Steph: We already knew, of course, that some very unhappy people had lived at Tuckahoe, and that dark and heavy mood was reflected in both the restored black walnut paneling in the house’s foyer and the false windows on the brick sides. But nothing illustrated the oddness of Tuckahoe more than the date etched into a pane of glass in what may have once been a sitting room. Our tour guide told us it was part of a family tradition where the Randolph girls would carve into the glass to prove their engagement rings were made of diamond. But there was only one date in the glass—March 16, 1789, the day Tom’s mother died. Back outside, Laura was all but scaling the facade to get a decent picture of that pane, because we came up with an alternate explanation pretty much on the spot: It was Nancy Randolph’s vindictive departing gesture to Gabriella Harvey.

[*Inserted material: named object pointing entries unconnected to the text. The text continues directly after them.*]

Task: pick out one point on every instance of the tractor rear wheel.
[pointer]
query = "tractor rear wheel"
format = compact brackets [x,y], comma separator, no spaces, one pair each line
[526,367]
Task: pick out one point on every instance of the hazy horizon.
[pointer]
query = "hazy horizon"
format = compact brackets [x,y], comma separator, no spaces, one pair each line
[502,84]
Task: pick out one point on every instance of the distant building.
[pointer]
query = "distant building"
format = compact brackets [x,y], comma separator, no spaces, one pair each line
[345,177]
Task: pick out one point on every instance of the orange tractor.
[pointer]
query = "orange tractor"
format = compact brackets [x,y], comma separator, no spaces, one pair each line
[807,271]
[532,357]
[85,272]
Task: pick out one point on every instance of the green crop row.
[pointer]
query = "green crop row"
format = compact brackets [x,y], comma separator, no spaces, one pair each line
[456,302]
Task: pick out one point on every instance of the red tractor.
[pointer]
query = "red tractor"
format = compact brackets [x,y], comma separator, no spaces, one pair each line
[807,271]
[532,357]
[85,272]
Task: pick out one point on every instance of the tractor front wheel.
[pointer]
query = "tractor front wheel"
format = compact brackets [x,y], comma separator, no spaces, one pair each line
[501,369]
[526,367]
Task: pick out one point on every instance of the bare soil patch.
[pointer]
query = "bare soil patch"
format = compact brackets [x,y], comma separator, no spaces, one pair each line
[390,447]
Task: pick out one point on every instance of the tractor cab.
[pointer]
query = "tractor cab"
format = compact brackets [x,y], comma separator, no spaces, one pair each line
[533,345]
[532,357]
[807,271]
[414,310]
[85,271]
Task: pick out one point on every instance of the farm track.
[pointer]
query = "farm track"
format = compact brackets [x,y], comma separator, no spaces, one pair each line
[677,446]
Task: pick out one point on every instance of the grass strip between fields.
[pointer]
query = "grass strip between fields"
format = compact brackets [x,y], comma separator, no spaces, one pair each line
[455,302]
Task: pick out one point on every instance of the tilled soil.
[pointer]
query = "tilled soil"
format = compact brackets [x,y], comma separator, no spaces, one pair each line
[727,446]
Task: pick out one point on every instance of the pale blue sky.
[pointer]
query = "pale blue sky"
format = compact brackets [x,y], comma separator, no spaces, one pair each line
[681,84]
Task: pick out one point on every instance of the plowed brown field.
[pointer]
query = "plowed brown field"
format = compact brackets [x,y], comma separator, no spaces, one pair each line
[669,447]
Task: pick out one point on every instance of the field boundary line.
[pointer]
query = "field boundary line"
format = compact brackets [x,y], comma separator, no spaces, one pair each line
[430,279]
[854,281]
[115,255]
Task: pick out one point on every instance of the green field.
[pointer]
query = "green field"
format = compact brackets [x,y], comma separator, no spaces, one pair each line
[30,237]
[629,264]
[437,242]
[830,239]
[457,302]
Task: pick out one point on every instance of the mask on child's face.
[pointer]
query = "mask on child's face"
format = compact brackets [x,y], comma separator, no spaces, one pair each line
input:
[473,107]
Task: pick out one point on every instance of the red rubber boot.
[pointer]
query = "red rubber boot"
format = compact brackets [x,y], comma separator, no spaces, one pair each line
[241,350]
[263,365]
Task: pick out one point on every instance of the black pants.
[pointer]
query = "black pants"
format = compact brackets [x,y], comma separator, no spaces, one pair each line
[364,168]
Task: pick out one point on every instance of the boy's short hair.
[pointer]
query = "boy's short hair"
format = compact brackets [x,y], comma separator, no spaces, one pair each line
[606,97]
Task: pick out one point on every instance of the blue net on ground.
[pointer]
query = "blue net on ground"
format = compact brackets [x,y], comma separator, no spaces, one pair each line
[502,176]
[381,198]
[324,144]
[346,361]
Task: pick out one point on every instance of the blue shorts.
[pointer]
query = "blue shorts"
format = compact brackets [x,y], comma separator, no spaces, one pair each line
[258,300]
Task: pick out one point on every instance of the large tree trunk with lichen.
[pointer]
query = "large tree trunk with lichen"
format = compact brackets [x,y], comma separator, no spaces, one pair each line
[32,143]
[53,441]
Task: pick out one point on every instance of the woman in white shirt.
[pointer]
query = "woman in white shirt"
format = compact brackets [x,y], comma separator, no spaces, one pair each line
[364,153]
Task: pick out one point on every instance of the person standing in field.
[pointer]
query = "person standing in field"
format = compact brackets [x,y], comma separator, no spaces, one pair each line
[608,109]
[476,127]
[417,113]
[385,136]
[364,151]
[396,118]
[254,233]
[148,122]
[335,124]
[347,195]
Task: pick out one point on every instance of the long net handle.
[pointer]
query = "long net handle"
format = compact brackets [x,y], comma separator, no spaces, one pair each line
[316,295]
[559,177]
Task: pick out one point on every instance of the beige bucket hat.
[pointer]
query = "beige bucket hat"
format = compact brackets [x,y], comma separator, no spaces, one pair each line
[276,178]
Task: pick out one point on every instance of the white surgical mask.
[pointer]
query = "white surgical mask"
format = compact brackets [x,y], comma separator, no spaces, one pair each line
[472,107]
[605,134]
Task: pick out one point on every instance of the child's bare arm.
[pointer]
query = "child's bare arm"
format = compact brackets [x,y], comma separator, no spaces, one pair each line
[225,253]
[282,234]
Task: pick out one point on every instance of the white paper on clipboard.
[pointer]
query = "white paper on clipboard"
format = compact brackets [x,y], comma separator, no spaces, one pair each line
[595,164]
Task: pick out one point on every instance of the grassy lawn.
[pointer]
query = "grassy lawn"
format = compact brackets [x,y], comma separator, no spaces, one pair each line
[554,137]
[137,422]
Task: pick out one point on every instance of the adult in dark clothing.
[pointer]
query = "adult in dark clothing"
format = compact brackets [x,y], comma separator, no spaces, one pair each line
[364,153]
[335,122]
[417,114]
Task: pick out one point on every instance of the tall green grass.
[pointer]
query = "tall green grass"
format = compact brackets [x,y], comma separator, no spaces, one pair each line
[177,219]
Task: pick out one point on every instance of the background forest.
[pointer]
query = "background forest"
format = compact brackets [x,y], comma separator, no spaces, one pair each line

Laura: That house left such a strong impression on us! And, as if all of that wasn’t strange enough—the Randolph cemetery lies within a totally enclosed brick wall with no gate or door and not a single Randolph burial is marked with a headstone, only a shared plaque on one of the walls. It’s possible the original cemetery was destroyed by natural elements long ago, but it gave us the impression that the Randolphs took no more care of one another in death than they had in life. So in spite of its beauty, Tuckahoe gave us a sad, heavy, troubled feeling that seemed to fit Tom so well—and maybe all the trauma and anger that existed within those walls helps explain the troubles Tom had. Tuckahoe definitely had a “feeling” that informed our writing.
Steph: And the difference at Monticello was noticeable. It’s important to remember that Jefferson spent a part of his childhood at Tuckahoe, which must have informed his ideas about what a great house should be. Though it sits on a bluff above the James River, Tuckahoe’s face is on a flat plain, everything about it exhibiting a bleak, near-militant control over the landscape. And yet, Monticello, by contrast, sits at the top of a mountain, where Jefferson’s fields, orchards, and roads are carved gracefully into the slopes, as if he were in a continuous negotiation with nature. From zigzag rooftop gutters that collected water in the cistern, to the fifty-mile view of the countryside, everything about Monticello seems to have sprung from a vision. It was a reminder that Jefferson strove to find a balance between his idealism and his sense of ruthless reality, not just on his plantation but in the vast nation unfolding below it. Sometimes he succeeded in that, and sometimes he didn’t.
Laura: Which brings us to one thing both sites had in common: the presence of spaces related to the history of slavery. Tuckahoe has one of the oldest remaining plantation streets in Virginia, complete with slave quarters, kitchen, smokehouse, storehouse, and stable. Archaeologists at Monticello have found the remains of numerous workshops and quarters, which are now marked, interpreted, and in some cases rebuilt for visitors to see. One cannot visit either plantation and forget that enslaved labor made the social life, economy, and business of these places possible. Mulberry Row was the heart of the enslaved community at Monticello. It was where countless boys began their labor in the nailery and where numerous women manufactured cloth in the textile factory. It was where the Hemings family had their cabins, and where Sally Hemings lived and raised her children—Jefferson’s children. Just imagining how Sally made her way each day to Jefferson’s chambers—either through the private spaces of his greenhouse or past the kitchen, under the south terrace, into the basement, and up the stairs that came to the first floor right outside his rooms—reinforced to us how slavery was both ubiquitous and hidden in plain sight, how some of the people who were most important to not only Patsy’s life but to the founding of this nation were hidden.
Steph: Erased even. And I will never forget the particularly emotional tour we took focusing on slavery at Monticello. Our fellow tourists were a mix of all ages and backgrounds. At one point, a nine-year-old African American boy, wearing wire-rim spectacles much like Jefferson’s, asked what life would have been like for him if he had been a slave at Monticello. Our tour guide, Tom Nash, did not shy away from the question and his powerful explanation about the injustice of slavery prompted a white boy around the same age to ask how a man like Jefferson could have written all men are created equal while continuing to own slaves. It was a poignant moment for many reasons, not least of which was the clear demonstration that hundreds of years after the Declaration of Independence was signed, citizens of all ages and from across the country still gather on Jefferson’s mountaintop to wrestle with the painful contradictions of our nation’s founding.
Reading Group Guide
1. If Thomas Jefferson’s wife hadn’t died, how might he and his daughter have lived different lives? Historically, Jefferson is said to have made a deathbed promise to his wife, and in the novel his daughter makes one as well. How might their lives have differed if they hadn’t made those deathbed promises?
2. As portrayed in the novel and in their letters to each other, how would you describe Jefferson and Patsy’s relationship with each other? Was Jefferson a good father? Did he change as a father over the course of the novel? Was Patsy a good daughter?
3. Does seeing Jefferson through his daughter’s eyes make him more relatable as a Founding Father? How so or why not?